AnantharamanLab/vRhyme

No bins generated, bug or feature?

Joon-Klaps opened this issue · 2 comments

I've been running vRhyme on some of my test data SRR11140750-test.zip and vRhyme doesn't generate any output bins (along with some other files).

I'm curious why this is. If vRhyme doesn't determine any bins is this because they all represent a distinct viral genome/segment (but then I would suspect bins with only one sequence in them). If so, it would be good to have a warning mentioning that no sequences were binned. Or is this kind of output unintentional?

Thanks in advance!

Docker container used: quay.io/biocontainers/vrhyme:1.1.0--pyhdfd78af_1
Command used:

vRhyme \
    -i SRR11140750.fa \
    -r SRR11140750_host.unmapped_1.fastq.gz SRR11140750_host.unmapped_2.fastq.gz \
    -o SRR11140750 \
    -t 4 \
    --verbose

Output structure:

$ tree SRR11140750
SRR11140750
├── log_vRhyme_paired_reads.tsv
├── log_vRhyme_SRR11140750.log
├── SRR11140750.circular.tsv
├── vRhyme_bam_files
│   └── SRR11140750_host.unmapped_1.sorted.bam
└── vRhyme_coverage_files
    ├── SRR11140750_host.unmapped_1.coverage.tsv
    ├── vRhyme_coverage_values.tsv
    └── vRhyme_names.txt
2 directories, 7 files

Log file:

Command:  /usr/local/bin/vRhyme -i SRR11140750.fa -r SRR11140750_host.unmapped_1.fastq.gz SRR11140750_host.unmapped_2.fastq.gz -o SRR11140750 -t 4 --verbose

Date:     2023-11-30 (y-m-d)
Start:    17:35:51   (h:m:s)
Program:  vRhyme v1.1.0


Time (min) |  Log                                                   
--------------------------------------------------------------------
0.0           Initializing and validating vRhyme parameters
0.01          Paired end read file(s) identified. Running bowtie2 on 1 set of paired files
              Caution: vRhyme performs optimally with 3+ samples
0.11          Extracting coverage information from BAM files
0.14          Coverage extraction complete. Generating coverage table
0.14          Performing pairwise coverage comparisons
0.14          vRhyme binning complete

Memory usage:       0.18
Runtime (min):      0.14
Bins generated:     0
Binned sequences:   0 (0%)
Input sequences:    42
Binned proteins:    0
Redundant proteins: 0 (0%)
Best iteration:     none
vRhyme score:       none

Output test:

 Python Dependencies
  -------------------
  scikit-learn: Success (v1.2.2)
  numpy: Success (v1.23.5)
  numba: Success (v0.56.4)
  pandas: Success (v2.0.0)
  pysam: Success (v0.21.0)
  networkx: Success (v3.1)


  Program Dependencies
  --------------------
  mmseqs: Success
  samtools: Success
  prodigal: Success
  mash: Success
> nucmer: Not Found! Optional
  bowtie2: Success
  bwa: Success


  Machine Learning Models
  -----------------------
  NN model: Success
  ET model: Success

*Edit: typo

By default vRhyme does not generate any singleton bins. Any sequence not binned is either not a virus, a single virus, a fragment without sufficient information to bin, or vRhyme made an error by not binning it. There are many reasons for it. Are you binning viral sequences or a mix of viral and non-viral? You only have 42 input sequences and 1 sample so I'd assume there is just little information to go off.

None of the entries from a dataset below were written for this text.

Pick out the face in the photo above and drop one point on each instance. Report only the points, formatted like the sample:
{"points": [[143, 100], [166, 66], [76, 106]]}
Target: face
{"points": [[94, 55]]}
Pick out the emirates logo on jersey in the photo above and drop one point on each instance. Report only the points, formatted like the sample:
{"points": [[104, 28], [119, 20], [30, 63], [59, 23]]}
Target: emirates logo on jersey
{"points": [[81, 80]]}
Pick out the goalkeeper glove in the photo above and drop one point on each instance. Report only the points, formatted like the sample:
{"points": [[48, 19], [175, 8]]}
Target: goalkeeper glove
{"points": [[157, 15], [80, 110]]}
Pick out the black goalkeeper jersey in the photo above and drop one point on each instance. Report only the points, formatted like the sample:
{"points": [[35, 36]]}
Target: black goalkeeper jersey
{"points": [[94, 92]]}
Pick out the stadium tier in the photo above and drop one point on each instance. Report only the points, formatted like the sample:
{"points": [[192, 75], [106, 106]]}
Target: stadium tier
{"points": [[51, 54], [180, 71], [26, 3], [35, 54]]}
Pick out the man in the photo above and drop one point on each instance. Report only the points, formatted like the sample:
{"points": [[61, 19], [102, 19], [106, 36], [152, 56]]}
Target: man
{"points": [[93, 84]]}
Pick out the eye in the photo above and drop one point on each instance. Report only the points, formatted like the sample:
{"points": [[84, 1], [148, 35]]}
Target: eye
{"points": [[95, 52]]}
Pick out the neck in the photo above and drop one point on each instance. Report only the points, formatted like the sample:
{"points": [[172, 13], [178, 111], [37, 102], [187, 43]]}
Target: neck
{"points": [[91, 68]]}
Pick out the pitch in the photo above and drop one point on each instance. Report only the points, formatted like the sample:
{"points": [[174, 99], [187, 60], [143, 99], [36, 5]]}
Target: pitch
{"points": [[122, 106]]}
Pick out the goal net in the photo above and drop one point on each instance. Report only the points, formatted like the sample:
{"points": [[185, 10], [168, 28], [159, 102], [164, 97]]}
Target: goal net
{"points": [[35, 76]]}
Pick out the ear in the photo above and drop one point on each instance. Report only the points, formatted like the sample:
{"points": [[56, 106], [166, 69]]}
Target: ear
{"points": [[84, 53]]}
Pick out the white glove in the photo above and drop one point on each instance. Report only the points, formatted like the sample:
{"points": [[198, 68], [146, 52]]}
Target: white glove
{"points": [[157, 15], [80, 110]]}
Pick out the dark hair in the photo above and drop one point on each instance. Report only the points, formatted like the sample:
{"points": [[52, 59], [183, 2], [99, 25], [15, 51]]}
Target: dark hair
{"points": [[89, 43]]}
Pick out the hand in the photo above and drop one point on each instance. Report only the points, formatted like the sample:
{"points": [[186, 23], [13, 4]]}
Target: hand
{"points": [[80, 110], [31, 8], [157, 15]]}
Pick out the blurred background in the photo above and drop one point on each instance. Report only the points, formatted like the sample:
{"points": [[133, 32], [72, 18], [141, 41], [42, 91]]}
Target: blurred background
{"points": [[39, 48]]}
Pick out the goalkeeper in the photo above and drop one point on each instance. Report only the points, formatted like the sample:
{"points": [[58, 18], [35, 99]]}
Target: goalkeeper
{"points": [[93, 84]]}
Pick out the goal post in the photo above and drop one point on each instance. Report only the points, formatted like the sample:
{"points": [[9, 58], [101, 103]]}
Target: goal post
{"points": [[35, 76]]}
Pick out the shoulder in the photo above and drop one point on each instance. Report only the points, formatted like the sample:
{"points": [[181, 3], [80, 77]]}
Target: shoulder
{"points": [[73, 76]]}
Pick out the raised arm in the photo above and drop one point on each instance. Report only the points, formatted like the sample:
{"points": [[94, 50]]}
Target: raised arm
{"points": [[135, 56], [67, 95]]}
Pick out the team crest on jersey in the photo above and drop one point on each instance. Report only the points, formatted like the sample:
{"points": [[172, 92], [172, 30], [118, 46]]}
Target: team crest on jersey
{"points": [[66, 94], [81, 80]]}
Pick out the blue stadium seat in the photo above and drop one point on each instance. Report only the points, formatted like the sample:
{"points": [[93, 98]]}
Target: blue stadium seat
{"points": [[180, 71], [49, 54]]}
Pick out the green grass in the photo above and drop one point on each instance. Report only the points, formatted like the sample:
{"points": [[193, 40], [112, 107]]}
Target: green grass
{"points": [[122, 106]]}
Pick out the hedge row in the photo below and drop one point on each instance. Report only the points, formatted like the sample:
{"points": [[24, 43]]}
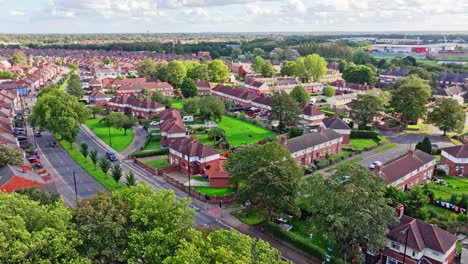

Hi @KrisKieft, thanks for the response! These results are from a test dataset with exclusively only viral genomes (all complete covid genomes or fragments of the genome). There is a low depth in general, with it not exceeding 5x. If I were to provide vrhyme a list of bam files containing only one sequence and all the reads mapped towards it would
this be better? Maybe I'm not entirely following the concept samples as it seems counterintuitive to me to determine coverage covariance from a sequence run1 with sequence run2 if run 1 comes from patient A and run 2 comes from patient B.

How can I feed vRhyme data in the best way possible coming from a whole pipeline perspective (read->contig->vrhyme) where input samples might not always be related?